O serviço de correio eletrônico submete-se aos ditames do CDC, pois a empresa que disponibiliza o serviço recebe vantagem econômica com o acesso do usuário à sua página, por meio de anúncios e propagandas de caráter comercial.
"Se empresa brasileira aufere diversos benefícios quando se apresenta ao mercado de forma tão semelhante a sua controladora americana, deve também, responder pelos riscos de tal conduta" (STJ, Min. Fernando Gonçalves, j. 7-10-2008).
"A garantia prevista no inciso XII do artigo 5º da Constituição Federal não é absoluta, devendo ser sopesada com outros princípios resguardados pela nossa Magna Carta, tal como, por exemplo, a vedação ao anonimato" (TJRS, Des. Tasso Caubi Soares Delabary).
A empresa que mantém e administra conta de endereço eletrônico (email) obriga-se a fornecer os dados que identificam o usuário responsável pelo envio de mensagens com conteúdo ofensivo ou desabonador.
Vistos, relatados e discutidos estes autos de Apelação Cível n. 2011.096376-8, da comarca de Blumenau (1ª Vara Cível), em que é apelante Microsoft Informática Ltda, e apelado Leandro Nunes Pereira: A Segunda Câmara de Direito Civil decidiu, por votação unânime, conhecer do recurso e negar-lhe provimento.
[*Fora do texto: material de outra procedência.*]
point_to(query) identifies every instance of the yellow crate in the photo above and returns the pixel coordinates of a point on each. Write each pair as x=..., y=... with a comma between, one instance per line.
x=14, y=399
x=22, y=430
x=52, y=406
Custas legais Participaram do julgamento, realizado em 2 de fevereiro de 2012, os Exmos. Srs. Des. Trindade dos Santos (Presidente) e Nelson Schaefer Martins.
Custas legais.
Florianópolis, 14 de fevereiro de 2012.
Luiz Carlos Freyesleben
RELATOR
RELATÓRIO
Microsoft Informática Ltda. apela de sentença da doutora Juíza de Direito da 1ª Vara Cível da comarca de Blumenau que, em ação cautelar de exibição de documentos, movida contra a apelante por Leandro Nunes Pereira, julgou procedente o pedido.
Leandro Nunes Pereira aforou esta ação cautelar de exibição de documento contra Microsoft Informática Ltda., alegando abalo à sua imagem, em face do envio de mensagens eletrônicas (e-mail) contendo informações mendazes, por meio do serviço de correio eletrônico da ré. Assim, pretendendo identificar o remetente das mensagens, requereu a exibição de informações referentes ao endereço eletrônico [email protected], a antecipação da tutela e a condenação da ré em custas processuais e honorários advocatícios.
O Juiz de Direito indeferiu a liminar (fls. 16-17) e Microsoft Informática Ltda. contestou (fls. 20-37), alegando, preliminarmente, carência de ação por ilegitimidade passiva, atribuindo à sua controladora americana a responsabildiade pelo fornecimento dos dados. Destacou, ainda, a falta de condições de procedibilidade da ação e a impossibilidade jurídica do pedido, pois os documentos solicitados não lhe pertencem, nem é a responsável por executar o pedido.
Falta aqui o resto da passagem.